China will continue to use proactive measures to support economic growth with an eye on fiscal sustainability, while leaving enough policy room to address challenges and promote reforms, a top government official said in a written article.
Finance Minister Liu Kun said in his article, published in People’s Daily, that the efforts would be focused at keeping fiscal deficit, gross debt and government expenditure at reasonable levels, without any sharp shifts in policies.
The minister’s comments came ahead of the release of the major economic indicators for the first quarter. Many economists had projected a robust recovery as manufacturing activity and services gathered speed, largely due to the successful containment of COVID-19 and fast vaccination.
Liu called for strengthening research and analysis of the macroeconomic situation, and using more policies to hedge potential challenges. In this regard, the minister highlighted the need to inject more funds in sectors like technology innovation and improving the tax income system for local governments.

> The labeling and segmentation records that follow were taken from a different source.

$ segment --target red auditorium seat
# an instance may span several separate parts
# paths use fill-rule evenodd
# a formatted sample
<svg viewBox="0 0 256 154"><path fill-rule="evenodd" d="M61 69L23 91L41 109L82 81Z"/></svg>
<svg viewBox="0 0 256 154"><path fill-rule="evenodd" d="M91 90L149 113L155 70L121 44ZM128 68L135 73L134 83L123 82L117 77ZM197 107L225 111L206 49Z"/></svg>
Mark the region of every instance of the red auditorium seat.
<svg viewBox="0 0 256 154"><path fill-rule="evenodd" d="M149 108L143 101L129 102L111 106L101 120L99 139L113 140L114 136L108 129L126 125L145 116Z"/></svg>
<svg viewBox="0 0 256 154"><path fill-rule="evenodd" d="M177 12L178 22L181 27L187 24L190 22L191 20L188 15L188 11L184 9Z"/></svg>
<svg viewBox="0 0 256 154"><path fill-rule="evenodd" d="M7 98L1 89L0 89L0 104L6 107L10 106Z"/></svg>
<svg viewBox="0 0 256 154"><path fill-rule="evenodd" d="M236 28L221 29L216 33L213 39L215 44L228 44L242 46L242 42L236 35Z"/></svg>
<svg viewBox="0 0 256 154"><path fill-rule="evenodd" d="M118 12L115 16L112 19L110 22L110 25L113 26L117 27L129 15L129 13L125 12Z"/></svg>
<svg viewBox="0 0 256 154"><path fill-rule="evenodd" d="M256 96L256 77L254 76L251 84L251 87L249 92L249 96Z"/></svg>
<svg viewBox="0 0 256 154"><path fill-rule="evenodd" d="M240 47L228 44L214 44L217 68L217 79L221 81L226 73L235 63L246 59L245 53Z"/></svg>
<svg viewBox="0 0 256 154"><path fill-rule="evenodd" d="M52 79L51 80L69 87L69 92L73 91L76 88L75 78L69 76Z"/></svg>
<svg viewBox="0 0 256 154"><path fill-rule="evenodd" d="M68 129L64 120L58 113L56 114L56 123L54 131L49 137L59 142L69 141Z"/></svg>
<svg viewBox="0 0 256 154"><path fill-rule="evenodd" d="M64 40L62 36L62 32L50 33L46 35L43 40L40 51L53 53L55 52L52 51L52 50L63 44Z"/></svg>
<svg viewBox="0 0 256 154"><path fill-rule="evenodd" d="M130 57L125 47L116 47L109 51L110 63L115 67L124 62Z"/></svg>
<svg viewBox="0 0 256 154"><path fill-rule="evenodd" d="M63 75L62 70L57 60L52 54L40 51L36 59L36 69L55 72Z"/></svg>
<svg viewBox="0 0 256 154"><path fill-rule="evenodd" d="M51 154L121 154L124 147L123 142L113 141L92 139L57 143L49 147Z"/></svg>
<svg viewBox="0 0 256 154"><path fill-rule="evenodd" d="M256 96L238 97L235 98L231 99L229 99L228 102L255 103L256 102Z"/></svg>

Consumption tax collection reforms will be stepped up to further expand the income avenues for local governments. Stamp tax and tariff legislation will also get due attention from the country along with an expansion of the tax management rights of provincial-level governments, said Liu.
In order to mitigate the pandemic impact, China has made greater use of public investment, in addition to providing relief for households and businesses, to support the recovery soon after the epidemic was brought under better control.

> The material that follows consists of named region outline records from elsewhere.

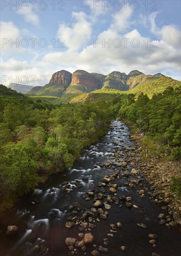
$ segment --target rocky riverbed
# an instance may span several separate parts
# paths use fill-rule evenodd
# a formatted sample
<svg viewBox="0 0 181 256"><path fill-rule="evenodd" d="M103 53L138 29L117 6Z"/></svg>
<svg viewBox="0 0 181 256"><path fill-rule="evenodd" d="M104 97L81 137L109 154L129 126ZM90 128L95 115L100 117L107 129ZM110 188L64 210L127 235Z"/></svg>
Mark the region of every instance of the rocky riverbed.
<svg viewBox="0 0 181 256"><path fill-rule="evenodd" d="M129 128L113 121L73 168L52 175L2 216L3 255L180 255L179 218L167 187L161 193L159 180L148 183L155 165L143 162L141 150ZM7 234L8 226L17 232Z"/></svg>

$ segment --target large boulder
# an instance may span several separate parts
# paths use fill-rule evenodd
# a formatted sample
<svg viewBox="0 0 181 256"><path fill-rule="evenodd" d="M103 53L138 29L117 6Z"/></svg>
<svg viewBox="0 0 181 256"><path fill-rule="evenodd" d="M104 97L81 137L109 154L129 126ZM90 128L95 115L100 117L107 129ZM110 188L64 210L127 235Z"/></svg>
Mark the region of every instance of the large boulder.
<svg viewBox="0 0 181 256"><path fill-rule="evenodd" d="M7 228L6 234L13 235L18 232L19 229L18 227L13 225L10 225Z"/></svg>
<svg viewBox="0 0 181 256"><path fill-rule="evenodd" d="M94 236L91 233L87 233L84 235L84 241L85 244L92 243L94 240Z"/></svg>
<svg viewBox="0 0 181 256"><path fill-rule="evenodd" d="M73 237L67 237L65 239L65 243L68 246L69 245L74 245L76 243L77 239Z"/></svg>

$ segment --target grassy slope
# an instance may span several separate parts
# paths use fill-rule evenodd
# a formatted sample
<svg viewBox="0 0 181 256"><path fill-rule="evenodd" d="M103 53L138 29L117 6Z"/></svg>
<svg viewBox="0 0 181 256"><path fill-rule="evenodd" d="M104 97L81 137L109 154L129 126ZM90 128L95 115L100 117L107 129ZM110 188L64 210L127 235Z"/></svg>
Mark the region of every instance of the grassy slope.
<svg viewBox="0 0 181 256"><path fill-rule="evenodd" d="M140 75L140 76L142 76L144 75ZM82 94L79 95L73 96L69 99L69 102L70 103L76 103L84 101L89 98L93 100L94 99L96 100L98 97L101 96L101 94L104 94L104 96L106 97L109 95L110 97L111 95L127 94L133 94L137 95L139 95L141 92L147 94L150 98L151 98L154 94L163 92L168 86L175 88L179 86L181 84L180 81L175 80L168 76L163 76L156 79L152 78L151 76L152 77L153 76L150 77L150 82L148 82L150 79L149 80L146 80L146 83L144 82L144 80L142 80L137 86L129 91L121 91L115 89L103 88L100 90L97 90L91 93Z"/></svg>
<svg viewBox="0 0 181 256"><path fill-rule="evenodd" d="M147 94L151 98L154 94L162 93L168 86L177 87L181 84L180 81L175 80L168 76L163 76L150 83L142 83L129 91L129 93L139 94L141 92Z"/></svg>

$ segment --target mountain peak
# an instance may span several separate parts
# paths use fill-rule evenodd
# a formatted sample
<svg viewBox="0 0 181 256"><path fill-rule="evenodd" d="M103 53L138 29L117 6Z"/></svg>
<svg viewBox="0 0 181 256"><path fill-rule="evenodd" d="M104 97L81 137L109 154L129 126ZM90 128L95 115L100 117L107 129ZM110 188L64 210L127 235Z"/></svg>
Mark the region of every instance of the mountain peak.
<svg viewBox="0 0 181 256"><path fill-rule="evenodd" d="M165 76L164 74L163 74L161 73L157 73L154 75L154 76L156 76L156 77L161 77L161 76Z"/></svg>
<svg viewBox="0 0 181 256"><path fill-rule="evenodd" d="M133 76L136 75L139 75L139 74L144 74L144 73L142 73L142 72L140 72L140 71L138 71L138 70L132 70L132 71L131 71L128 74L128 75Z"/></svg>
<svg viewBox="0 0 181 256"><path fill-rule="evenodd" d="M52 74L51 79L50 80L50 85L65 85L69 86L72 79L72 74L62 69L57 71Z"/></svg>

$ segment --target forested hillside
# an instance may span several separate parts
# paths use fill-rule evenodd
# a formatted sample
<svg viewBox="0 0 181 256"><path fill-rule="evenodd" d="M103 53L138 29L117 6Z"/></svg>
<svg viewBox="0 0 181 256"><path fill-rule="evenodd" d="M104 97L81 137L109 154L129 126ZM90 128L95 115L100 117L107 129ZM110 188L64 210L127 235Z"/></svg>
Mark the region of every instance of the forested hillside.
<svg viewBox="0 0 181 256"><path fill-rule="evenodd" d="M0 86L1 209L48 175L72 167L107 131L107 104L52 105Z"/></svg>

After a large fiscal expansion in 2020, a mild tightening is expected in 2021 based on government policy announcements, economists with the International Monetary Fund said in a report published on Wednesday.
Finance ministers and central bank governors of the G20 countries met online on Wednesday, for their second meeting under the Italian G20 presidency, at a time when the global economic outlook has improved, thanks to the vaccine rollouts and continued policy support.
Participants at the meeting committed to avoiding any premature withdrawal of support measures as the recovery has been uneven with existing downside risks. They, at the same time, recognized the critical role of quality infrastructure investments in the recovery phase, and jointly called for resilient, sustainable and inclusive infrastructure to be the key to stimulating economic growth and development.
The G20 members called on the IMF to make a comprehensive proposal for a new Special Drawing Rights general allocation of $650 billion to meet the long-term global need to supplement reserve assets. They agreed to extend the temporary debt relief－the debt service suspension initiative－by six months to low-income countries till the end of this year.
Yi Gang, governor of the People’s Bank of China, the central bank, welcomed the re-establishment of the Sustainable Finance Study Group, which was upgraded to a working group co-chaired by the PBOC and the US Department of the Treasury, according to a statement released on the bank website.
The PBOC governor also expressed his support for the new allocation of SDRs and urged G20 members to channel the instruments to benefit low-income countries in an appropriate manner. Yi also called for IMF governance reform under the 16th General Review of Quotas.
The group is expected to develop a G20 sustainable finance roadmap, as well as improve sustainability reporting, identify sustainable investments, and align international financial institutions’ efforts with the Paris Agreement.
The G20 finance ministers and central bank governors are also expected to hear from the Financial Stability Board about how regulatory, supervisory and oversight frameworks address the so-called “global stablecoins”, and have broad discussions on the cross-border use of central bank digital currencies and their wider implications for the international monetary system, the communique said.